19 Ağustos 2012 Pazar

Metro 2034 - Dmitry Glukhovsky - 2009



"Ne bilim ne de bilim kurgu geleceği öngörebildi." diye ihtiyar aklından geçirdi. Homer daha çocukken ona, 2034 yılında insanoğlunun çoktan galaksinin yarısını ya da en azından kendi güneş sistemini fethetmiş olacağını söylemişlerdi. Ama hem geleceğin romanlarını yazan yazarlar hem de bilim insanları, hep insanlığın akılcı ve tutarlı hareket edeceği düşüncesinden yola çıkmışlardı. Sanki insanlık, tembel, düşüncesiz ve zevk düşkünü birkaç milyar birey değil, ortak akıl ve aynı yöne meyilli irade gücüyle donanımlı bir tür arı kovanıydı; sanki uzayı fethetmek gibi bazı ciddi niyetleri vardı. Böyle sanmışlardı. Ama insanlar bunu yapmak yerine bu oyundan sıkılmışlar ve önce elektroniğe, sonra biyo-teknolojiye yönelmek uğruna, bütün girişimlerini, deneyimlerini yarıda bırakmışlardı. Ne yazık ki bu alanların birinde bile etkin bir sonuç elde edememişlerdi; belki sadece nükleer fizikte.

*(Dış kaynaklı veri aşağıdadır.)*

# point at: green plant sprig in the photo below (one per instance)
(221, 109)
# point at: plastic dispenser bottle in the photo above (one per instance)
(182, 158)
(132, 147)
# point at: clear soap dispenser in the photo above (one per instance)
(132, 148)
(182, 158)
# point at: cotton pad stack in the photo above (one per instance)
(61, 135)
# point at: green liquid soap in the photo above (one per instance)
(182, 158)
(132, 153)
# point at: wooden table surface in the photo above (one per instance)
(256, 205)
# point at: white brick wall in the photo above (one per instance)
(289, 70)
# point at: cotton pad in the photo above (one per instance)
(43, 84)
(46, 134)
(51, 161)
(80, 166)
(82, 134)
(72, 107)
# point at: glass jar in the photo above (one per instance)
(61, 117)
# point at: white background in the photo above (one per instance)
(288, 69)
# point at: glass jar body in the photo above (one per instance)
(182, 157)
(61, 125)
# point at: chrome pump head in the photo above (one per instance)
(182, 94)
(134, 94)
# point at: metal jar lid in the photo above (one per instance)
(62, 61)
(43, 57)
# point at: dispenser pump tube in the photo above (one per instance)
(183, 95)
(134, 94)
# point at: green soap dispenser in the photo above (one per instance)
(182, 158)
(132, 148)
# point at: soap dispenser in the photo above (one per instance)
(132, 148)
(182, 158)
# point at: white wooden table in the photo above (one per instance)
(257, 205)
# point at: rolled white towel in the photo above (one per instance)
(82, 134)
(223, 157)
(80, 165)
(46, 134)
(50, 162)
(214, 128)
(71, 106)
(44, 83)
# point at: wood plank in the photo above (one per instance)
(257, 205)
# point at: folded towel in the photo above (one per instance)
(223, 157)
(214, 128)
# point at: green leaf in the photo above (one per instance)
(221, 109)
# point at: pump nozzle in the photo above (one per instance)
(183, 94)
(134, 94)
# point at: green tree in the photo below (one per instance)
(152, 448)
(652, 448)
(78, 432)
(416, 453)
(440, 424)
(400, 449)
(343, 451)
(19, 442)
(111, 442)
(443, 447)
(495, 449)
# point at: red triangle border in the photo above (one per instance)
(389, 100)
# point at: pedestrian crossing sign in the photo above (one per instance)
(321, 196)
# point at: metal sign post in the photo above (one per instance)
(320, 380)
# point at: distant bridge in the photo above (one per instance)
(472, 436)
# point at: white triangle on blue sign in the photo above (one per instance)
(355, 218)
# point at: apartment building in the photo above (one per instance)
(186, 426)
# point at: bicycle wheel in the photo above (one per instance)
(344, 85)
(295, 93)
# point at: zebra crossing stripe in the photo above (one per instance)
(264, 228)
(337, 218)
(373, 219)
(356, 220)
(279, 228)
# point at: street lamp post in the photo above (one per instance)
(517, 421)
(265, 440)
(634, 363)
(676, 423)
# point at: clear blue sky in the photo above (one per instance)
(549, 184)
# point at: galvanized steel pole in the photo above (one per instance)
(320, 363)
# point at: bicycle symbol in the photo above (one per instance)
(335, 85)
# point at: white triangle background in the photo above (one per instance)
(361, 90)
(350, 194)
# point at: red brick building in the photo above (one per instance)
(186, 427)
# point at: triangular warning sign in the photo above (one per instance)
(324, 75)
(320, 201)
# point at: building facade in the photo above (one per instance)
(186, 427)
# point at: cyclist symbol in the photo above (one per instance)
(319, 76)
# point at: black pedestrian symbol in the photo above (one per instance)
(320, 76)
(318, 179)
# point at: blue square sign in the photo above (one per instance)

-sayfa 178, Gürel Yayınları

Bilimkurgu için hep daha iyisi, daha geniş sınırlar gidişatın ve düşüncenin merkezinde yer almıştır. Bilinmeyeni çözmek, gizemi ortaya çıkarmak bilim için başarı olduğu kadar, bilimkurgu için aynı etkiyi yaratır. Gözlem, analiz ve deneycilik bilimkurgunun çekirdek işlemidir asında. 

Pek tabi en büyük gizemlerden biri kafamızı havaya kaldırdığımızda gördüğümüz uzay ve içinde yüzen kütleler olunca bilimkurgunun da büyük bir çoğunluğu uzay çevresinde dolaşıyor. İnsanlığın başka gezegenlere, galaksilere gittiği kitaplar, filmler, oyunlar bize aslında insan bilincinin bir sonraki adımını gösteriyor bir nevi. Birlik olan dünya sahip olduğu kaynakları birleştirip uzay çalışmalarına harcamasıyla aslında şu anda yaşadığımız birçok dünya içi sorunu atlatıyor mesajı veriliyor. Bu bilince gelebilecek miyiz, orası tartışılır.

Metro 2033 ve 2034'te Glukhovsky bilimkurgu hakkını bu çerçeveden değil de, apocalyptic wasteland'den yöne kullanıyor. 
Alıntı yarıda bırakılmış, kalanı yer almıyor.